# Do I need bass panels and not broadband?



## orthikon (Apr 26, 2015)

Hello,

First graph post. I am currently using Roxul RHT 80 spread out on front wall (wall to wall and floor to wall corners, creating air gaps). I also have a free standing 2" broadband panel to treat sidewall first reflections.

Attached are full range and bass sweeps before and after treatment. Adding treatment smoothed out the nulls and peaks. However, the upper mid range and highend response is worse after the treatments.

Do I need to purchase bass only panels such as GIK with range limiter option (advertised to minimally treat over 400hz)? 
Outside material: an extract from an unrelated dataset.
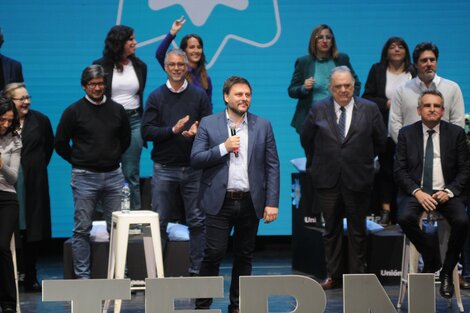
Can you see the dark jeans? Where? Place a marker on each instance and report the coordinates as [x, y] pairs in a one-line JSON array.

Or is there an alternative solution to work with the panels I have?

My decay and waterfall graphs look good from what I've read so I'm not really worried about it for now.
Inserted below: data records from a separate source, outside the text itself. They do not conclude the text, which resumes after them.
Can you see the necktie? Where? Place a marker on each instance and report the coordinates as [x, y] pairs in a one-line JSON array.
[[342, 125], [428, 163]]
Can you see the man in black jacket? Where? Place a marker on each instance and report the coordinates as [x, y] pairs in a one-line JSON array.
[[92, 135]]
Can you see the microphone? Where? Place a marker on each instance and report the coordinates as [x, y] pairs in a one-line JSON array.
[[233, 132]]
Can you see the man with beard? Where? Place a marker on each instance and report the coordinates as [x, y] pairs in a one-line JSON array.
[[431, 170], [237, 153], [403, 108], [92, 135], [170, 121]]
Attached is the photo of my setup. 

Room is 13x21 with the right wall opnening half way into a kitchen and hallway.

The center of the speakers are 5 feet from the front wall and 3 feet from side walls.
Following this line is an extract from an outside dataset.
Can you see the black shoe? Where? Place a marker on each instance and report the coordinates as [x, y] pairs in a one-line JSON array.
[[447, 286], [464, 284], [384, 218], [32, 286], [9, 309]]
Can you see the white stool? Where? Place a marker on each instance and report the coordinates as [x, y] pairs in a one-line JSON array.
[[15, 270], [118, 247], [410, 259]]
MLP is 8 feet away from speakers and 8 feet away from back wall.

Thanks.


----------



## bpape (Sep 14, 2006)

The response is still well within specs in the mids and highs. In a narrow room like that with dipole speakers if you are getting within +/-5 you're doing very well. I suspect more benefit could be had with thicker panels for side wall reflections and diffusion instead of absorption in the rear wave of the Maggies.


----------



## orthikon (Apr 26, 2015)

Thanks for the reply Bryan.

If I were to get frequency limited GIK bass traps, would my mid and highend response be similar to the untreated graph?

Are you suggesting to remove the corner panels I use for bass trapping and replace them with diffusion? 

Or do I pit diffusion above the floor panels shown in the photo which would be directly behind the panels?

If I were to get diffusion, how can I see it in the REW graphs?


----------



## bpape (Sep 14, 2006)

Definitely to do not replace corner treatment with diffusion. Was not suggesting that at all. I was saying just to replace the side wall treatments with thicker and add diffusion to what you already have. Your mid and high frequency response is just fine.


----------



## orthikon (Apr 26, 2015)

Okay thanks for the clarification.


----------